I have several decades under my belt of observing students like this young woman, and I know she is right. My profession involves trying to help young people like her to develop intellectually so that they do become capable, if not immediately upon graduation at least within a reasonable time thereafter, of engaging in the public sphere with serious stakes.

The classroom setting is an artificial facsimile of such debate wherein there really are no stakes. Most of the debates there take place between students who are more or less equally matched in their level of knowledge, and when I occasionally step in to point out particularly egregious errors, it is a pedagogic function alone that I exercise. I am not endeavoring to “win.” The point is to teach them something.

The professor does not and should not seek to demolish students argumentatively. Assuming the professor is competent (not always a safe assumption today), this would be a game akin to an NBA player seriously engaging to show a 10-year-old how to play basketball by giving him the ball and then vigorously playing against him. Even the worst NBA player is going to destroy that 10-year-old, and even the least competent faculty member should be able to best even the most talented college students.

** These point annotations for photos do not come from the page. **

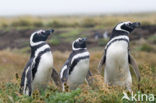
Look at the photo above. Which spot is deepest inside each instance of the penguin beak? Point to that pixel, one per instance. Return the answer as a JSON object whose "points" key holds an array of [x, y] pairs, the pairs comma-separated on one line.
{"points": [[136, 24], [48, 32], [84, 39]]}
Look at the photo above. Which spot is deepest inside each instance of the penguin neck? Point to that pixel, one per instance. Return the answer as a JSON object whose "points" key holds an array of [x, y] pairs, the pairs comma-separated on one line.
{"points": [[34, 48], [116, 33], [80, 49]]}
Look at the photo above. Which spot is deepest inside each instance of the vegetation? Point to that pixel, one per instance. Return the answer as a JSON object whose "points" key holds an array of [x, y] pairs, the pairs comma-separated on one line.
{"points": [[98, 93], [12, 61], [103, 21]]}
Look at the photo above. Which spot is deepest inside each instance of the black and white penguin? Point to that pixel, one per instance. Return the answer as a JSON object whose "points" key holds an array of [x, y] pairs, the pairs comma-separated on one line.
{"points": [[117, 57], [76, 69], [38, 70]]}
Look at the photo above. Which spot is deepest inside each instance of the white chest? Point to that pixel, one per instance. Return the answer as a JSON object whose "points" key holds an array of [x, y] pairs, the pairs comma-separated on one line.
{"points": [[44, 69], [79, 72]]}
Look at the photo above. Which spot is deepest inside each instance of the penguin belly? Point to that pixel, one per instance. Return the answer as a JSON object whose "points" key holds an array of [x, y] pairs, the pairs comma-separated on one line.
{"points": [[117, 66], [78, 74], [44, 71]]}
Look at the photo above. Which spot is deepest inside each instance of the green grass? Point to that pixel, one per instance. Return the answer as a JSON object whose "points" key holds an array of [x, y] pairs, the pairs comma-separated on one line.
{"points": [[98, 93]]}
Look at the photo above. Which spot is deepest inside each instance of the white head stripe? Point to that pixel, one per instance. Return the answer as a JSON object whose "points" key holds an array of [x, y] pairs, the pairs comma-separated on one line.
{"points": [[118, 27], [80, 55], [31, 39], [117, 37], [63, 69], [76, 48]]}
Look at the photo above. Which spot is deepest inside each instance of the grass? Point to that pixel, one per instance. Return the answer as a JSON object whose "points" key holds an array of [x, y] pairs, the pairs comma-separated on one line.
{"points": [[103, 21], [98, 93]]}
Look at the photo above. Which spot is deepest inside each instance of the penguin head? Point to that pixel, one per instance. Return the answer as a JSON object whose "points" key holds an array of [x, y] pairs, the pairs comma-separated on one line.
{"points": [[79, 43], [126, 27], [40, 36]]}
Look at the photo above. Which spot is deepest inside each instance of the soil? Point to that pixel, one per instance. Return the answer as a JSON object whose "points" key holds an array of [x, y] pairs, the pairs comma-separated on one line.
{"points": [[20, 38]]}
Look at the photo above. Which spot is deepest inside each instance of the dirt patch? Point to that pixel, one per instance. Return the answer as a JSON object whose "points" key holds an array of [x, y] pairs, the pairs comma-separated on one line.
{"points": [[20, 38]]}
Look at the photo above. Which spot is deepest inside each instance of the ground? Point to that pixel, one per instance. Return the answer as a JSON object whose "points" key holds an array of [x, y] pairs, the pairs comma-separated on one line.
{"points": [[15, 52]]}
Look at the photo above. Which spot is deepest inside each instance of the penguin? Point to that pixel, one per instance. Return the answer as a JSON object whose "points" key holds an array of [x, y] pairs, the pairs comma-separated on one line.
{"points": [[76, 68], [39, 68], [117, 57]]}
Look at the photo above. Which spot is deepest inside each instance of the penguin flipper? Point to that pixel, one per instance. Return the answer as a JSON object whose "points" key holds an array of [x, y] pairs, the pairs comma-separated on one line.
{"points": [[102, 62], [89, 78], [27, 70], [29, 81], [134, 66], [55, 77]]}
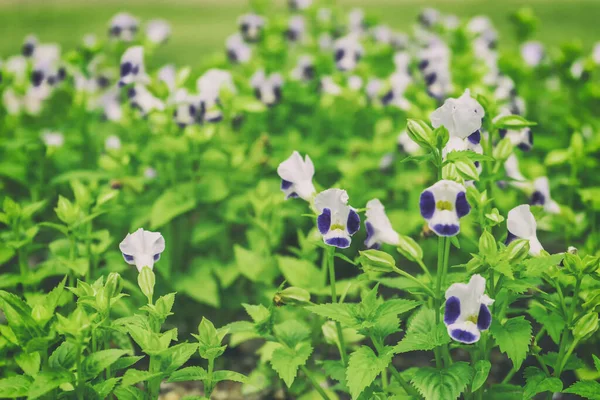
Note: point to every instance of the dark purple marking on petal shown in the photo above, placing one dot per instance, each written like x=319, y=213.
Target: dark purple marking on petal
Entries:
x=285, y=184
x=353, y=223
x=452, y=310
x=427, y=204
x=446, y=230
x=475, y=137
x=462, y=205
x=537, y=199
x=509, y=238
x=324, y=221
x=463, y=336
x=340, y=242
x=484, y=320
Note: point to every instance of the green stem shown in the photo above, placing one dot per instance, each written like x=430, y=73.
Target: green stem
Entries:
x=331, y=256
x=312, y=380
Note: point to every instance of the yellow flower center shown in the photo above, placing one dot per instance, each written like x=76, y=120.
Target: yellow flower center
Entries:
x=444, y=205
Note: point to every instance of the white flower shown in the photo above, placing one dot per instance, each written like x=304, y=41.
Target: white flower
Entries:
x=251, y=26
x=329, y=86
x=237, y=50
x=53, y=139
x=532, y=53
x=267, y=88
x=296, y=177
x=142, y=248
x=521, y=224
x=132, y=66
x=347, y=52
x=158, y=31
x=406, y=144
x=462, y=117
x=541, y=196
x=337, y=221
x=442, y=205
x=378, y=226
x=112, y=143
x=123, y=26
x=467, y=310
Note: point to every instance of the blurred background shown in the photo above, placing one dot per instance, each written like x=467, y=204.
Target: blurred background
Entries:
x=201, y=26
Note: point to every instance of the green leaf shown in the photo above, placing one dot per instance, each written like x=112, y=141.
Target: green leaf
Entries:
x=97, y=362
x=189, y=374
x=586, y=389
x=286, y=361
x=301, y=273
x=422, y=333
x=64, y=356
x=538, y=382
x=363, y=367
x=513, y=337
x=15, y=386
x=173, y=202
x=225, y=375
x=47, y=381
x=445, y=384
x=133, y=376
x=482, y=370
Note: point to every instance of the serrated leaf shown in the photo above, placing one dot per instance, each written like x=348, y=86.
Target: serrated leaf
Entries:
x=422, y=333
x=482, y=370
x=513, y=337
x=445, y=384
x=363, y=367
x=586, y=389
x=286, y=361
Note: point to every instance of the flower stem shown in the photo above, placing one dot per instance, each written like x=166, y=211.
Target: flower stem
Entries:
x=312, y=380
x=331, y=256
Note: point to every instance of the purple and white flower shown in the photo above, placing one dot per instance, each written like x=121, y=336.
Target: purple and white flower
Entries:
x=347, y=53
x=541, y=196
x=337, y=221
x=521, y=224
x=461, y=117
x=267, y=88
x=132, y=67
x=467, y=310
x=142, y=248
x=442, y=205
x=378, y=226
x=123, y=26
x=296, y=177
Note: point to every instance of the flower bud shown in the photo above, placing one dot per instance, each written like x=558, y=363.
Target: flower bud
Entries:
x=420, y=133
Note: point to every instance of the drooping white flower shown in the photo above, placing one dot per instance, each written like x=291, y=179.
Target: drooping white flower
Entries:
x=142, y=248
x=158, y=31
x=532, y=53
x=462, y=117
x=442, y=205
x=112, y=143
x=407, y=145
x=296, y=29
x=378, y=226
x=347, y=53
x=296, y=177
x=53, y=139
x=251, y=26
x=132, y=66
x=467, y=310
x=237, y=50
x=541, y=196
x=123, y=26
x=337, y=221
x=267, y=88
x=521, y=224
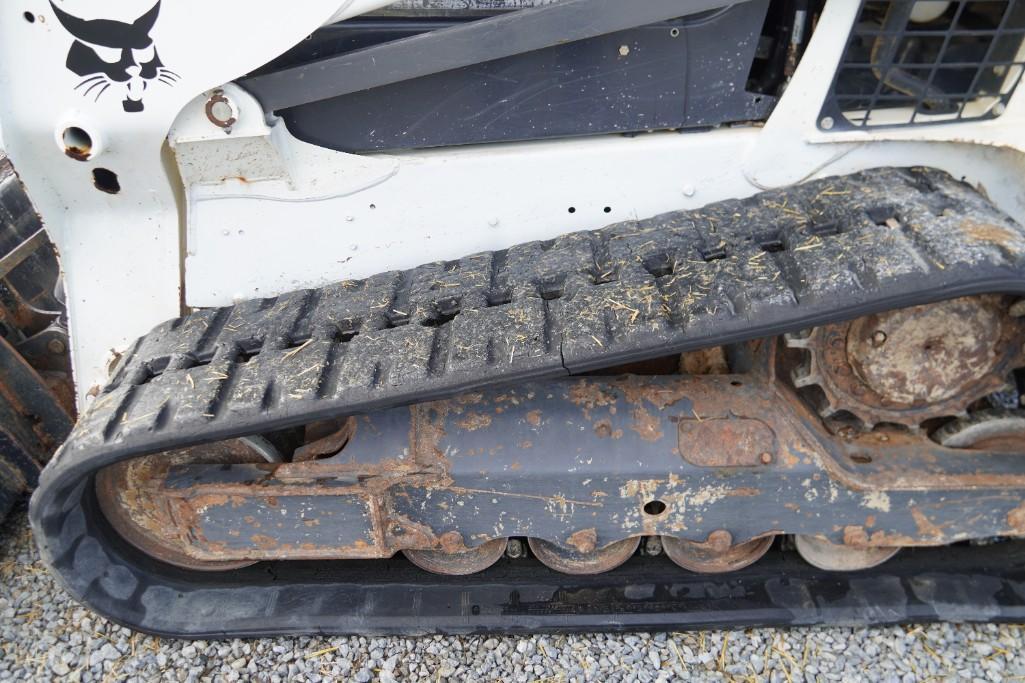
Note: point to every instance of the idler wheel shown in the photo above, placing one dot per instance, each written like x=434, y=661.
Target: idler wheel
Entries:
x=833, y=557
x=458, y=564
x=592, y=561
x=124, y=491
x=716, y=554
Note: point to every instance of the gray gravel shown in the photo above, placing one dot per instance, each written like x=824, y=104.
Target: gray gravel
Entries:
x=44, y=635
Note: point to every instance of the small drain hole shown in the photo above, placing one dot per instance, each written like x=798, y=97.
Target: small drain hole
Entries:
x=654, y=508
x=106, y=181
x=77, y=143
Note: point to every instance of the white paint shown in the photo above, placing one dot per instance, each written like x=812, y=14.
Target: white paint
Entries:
x=302, y=216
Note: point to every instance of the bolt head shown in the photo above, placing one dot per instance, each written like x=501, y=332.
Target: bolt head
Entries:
x=653, y=546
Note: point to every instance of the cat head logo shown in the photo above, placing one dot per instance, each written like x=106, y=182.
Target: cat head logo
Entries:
x=114, y=53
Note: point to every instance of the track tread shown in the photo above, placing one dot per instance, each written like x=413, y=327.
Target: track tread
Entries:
x=542, y=309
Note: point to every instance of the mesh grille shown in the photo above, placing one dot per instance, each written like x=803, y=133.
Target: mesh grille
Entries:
x=916, y=63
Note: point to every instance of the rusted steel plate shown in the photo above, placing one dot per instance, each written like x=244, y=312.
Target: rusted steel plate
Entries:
x=587, y=463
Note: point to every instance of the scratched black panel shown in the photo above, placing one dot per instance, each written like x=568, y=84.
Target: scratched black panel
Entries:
x=680, y=74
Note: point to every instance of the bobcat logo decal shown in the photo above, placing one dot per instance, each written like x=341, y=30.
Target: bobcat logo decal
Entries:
x=108, y=52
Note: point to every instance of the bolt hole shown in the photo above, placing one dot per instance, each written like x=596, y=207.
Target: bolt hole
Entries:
x=106, y=181
x=78, y=144
x=654, y=508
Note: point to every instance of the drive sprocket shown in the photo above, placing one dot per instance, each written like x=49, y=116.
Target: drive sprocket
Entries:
x=911, y=365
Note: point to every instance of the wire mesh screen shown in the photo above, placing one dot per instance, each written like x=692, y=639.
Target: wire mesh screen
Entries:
x=910, y=63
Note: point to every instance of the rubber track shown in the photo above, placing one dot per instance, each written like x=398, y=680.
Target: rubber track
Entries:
x=781, y=260
x=777, y=262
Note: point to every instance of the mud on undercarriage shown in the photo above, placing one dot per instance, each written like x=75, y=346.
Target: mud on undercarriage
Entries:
x=423, y=411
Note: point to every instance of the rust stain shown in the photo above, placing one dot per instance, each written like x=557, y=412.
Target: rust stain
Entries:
x=647, y=426
x=474, y=420
x=926, y=527
x=1016, y=519
x=583, y=540
x=262, y=541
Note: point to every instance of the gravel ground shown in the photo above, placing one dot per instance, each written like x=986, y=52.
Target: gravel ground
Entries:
x=44, y=636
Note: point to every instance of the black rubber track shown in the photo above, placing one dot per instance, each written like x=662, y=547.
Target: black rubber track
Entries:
x=782, y=260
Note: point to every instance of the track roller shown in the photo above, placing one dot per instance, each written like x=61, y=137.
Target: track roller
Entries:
x=833, y=557
x=593, y=561
x=716, y=554
x=458, y=564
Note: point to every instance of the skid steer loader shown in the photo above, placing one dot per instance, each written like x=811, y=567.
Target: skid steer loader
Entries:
x=531, y=315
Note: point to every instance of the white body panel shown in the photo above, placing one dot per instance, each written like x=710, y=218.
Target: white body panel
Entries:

But again, this is not the job. The job is to take basically incompetent people and to slowly, painstakingly, teach them competence.

In a sane culture, there would be no possibility of discerning any insult in that activity. Of course, college students cannot yet seriously talk about serious matters. They are there to learn how to do that. And that’s what we should be doing with young people like this woman.

The problem is that she won’t have it, and the culture agrees that it is offensive to try to teach her. Teaching implies a lack, in this view, an inferiority that needs to be corrected. After all, I do not need to be taught Spanish if I already speak the language. I need to be taught Spanish if I haven’t yet learned it.

This woman does not know much of substance about politics. Her parents are paying money for her to be taught that substance, among other things. But she does not want to learn it, and the school does not want to teach it. She wants to assert her will and she wants to feel self-righteously superior to those people whom her corrupt “teachers” have instructed her to despise.

I would be quite happy to agree with the gist of her statement about her own comparative lack of knowledge and then add some logical implications.

By all means, let’s keep 30-year-old non-college students off campus and away from debate situations with college students. As she admits, it’s not fair. And we need as much time as possible to teach her.

But the implication is that she and others in her position must utterly renounce any speech with serious stakes in the public sphere on these matters. Why on earth would we want people like her to vote, for example, as she has admitted that she cannot even hold her own in a political discussion with a 30-year-old YouTuber who dropped out of community college?

After the Empire fell and Bonaparte was deposed, the French revolutionary regime collapsed. The Bourbon Restoration recognized—and the mass of the French citizenry agreed—that the revolution had gone much too far, and a good deal of it would have to be undone. Among the things the new monarchy did was to restrict the franchise to those with a serious stake in the political life of the nation.

This young woman cannot have it both ways. Either she is fully competent to participate in the public sphere, including voting, in which case she must give up the victimized whining when the 30-year-old YouTuber who dropped out of community college destroys her in political discussion. Or else she must admit her incompetence, and the YouTuber must leave campus. If the latter is the case, then she must leave the polling place and other situations of serious political consequences until she has achieved the needed competence.